CSE Seminar
Algorithms for Designing Randomized Controlled Trials and for Solving Structured Linear Equations
This event is free and open to the publicAdd to Google Calendar
Zoom link for remote attendees: password 123123
Abstract: Two key components of a data science pipeline are collecting data from carefully planned experiments and analyzing data using tools such as linear equations and linear programs. I will discuss my recent work on fast algorithms for designing randomized controlled trials and solving structured linear equations.
In the first part of the talk, I will present efficient algorithms that improve the design of randomized controlled trials (RCTs). In an RCT, we want to randomly partition experimental subjects into two treatment groups to balance subject-specific variables, which might correlate with treatment outcomes. We formulate such a task as a discrepancy minimization question and employ recent advances in algorithmic discrepancy theory to improve the design of RCTs. In the second part of the talk, I will briefly present my recent research on fast solvers for linear equations in generalized graph Laplacians.
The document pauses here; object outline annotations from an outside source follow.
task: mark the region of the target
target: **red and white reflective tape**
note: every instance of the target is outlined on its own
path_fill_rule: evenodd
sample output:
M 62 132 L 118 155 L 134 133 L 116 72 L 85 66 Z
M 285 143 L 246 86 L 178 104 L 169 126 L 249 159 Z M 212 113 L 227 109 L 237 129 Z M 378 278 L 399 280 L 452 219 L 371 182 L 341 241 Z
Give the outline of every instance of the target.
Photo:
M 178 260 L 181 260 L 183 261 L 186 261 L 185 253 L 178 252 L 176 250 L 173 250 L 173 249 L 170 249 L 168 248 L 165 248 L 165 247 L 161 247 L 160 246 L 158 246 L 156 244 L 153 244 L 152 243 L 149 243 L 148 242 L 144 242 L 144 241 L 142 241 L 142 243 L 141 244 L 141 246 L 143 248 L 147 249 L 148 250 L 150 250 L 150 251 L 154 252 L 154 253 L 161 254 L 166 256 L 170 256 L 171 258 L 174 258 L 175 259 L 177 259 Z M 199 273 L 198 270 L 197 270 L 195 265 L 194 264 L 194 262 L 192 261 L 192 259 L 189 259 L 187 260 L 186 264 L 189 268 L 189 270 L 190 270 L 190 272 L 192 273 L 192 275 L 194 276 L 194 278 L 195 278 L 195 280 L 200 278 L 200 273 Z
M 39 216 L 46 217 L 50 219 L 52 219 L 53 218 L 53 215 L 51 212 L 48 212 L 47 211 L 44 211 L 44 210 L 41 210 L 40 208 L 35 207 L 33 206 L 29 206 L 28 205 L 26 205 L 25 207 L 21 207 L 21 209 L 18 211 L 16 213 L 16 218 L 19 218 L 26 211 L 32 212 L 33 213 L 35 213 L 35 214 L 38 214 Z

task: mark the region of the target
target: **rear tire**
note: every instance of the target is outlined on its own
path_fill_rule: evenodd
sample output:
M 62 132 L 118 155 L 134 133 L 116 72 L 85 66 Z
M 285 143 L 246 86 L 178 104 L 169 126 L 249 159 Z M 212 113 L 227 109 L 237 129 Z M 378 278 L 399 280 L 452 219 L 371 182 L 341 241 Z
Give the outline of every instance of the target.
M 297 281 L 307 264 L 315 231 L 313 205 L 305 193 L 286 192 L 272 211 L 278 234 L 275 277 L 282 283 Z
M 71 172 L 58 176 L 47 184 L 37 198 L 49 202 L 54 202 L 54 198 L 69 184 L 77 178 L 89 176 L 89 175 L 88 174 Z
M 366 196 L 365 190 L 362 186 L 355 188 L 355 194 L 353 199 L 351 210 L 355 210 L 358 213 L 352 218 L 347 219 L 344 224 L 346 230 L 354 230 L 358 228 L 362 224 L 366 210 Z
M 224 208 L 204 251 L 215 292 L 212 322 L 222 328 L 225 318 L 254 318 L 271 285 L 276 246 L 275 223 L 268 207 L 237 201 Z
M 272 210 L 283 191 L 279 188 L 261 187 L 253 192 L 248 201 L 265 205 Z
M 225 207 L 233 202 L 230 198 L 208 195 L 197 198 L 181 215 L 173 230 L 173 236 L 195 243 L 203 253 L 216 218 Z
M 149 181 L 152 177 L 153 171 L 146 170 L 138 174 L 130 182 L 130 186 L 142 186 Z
Bio: Peng Zhang is an assistant professor in the Department of Computer Science at Rutgers University. Peng is broadly interested in developing efficient algorithms for the design of randomized experiments and linear equation solving. Her work has been recognized with an NSF CAREER Award, an Adobe Data Science Research Award, a Rutgers Research Council Individual Fulcrum Award, and a FOCS Best Student Paper award. Before joining Rutgers, she obtained her Ph.D. in Computer Science from Georgia Tech and was a postdoc at Yale University.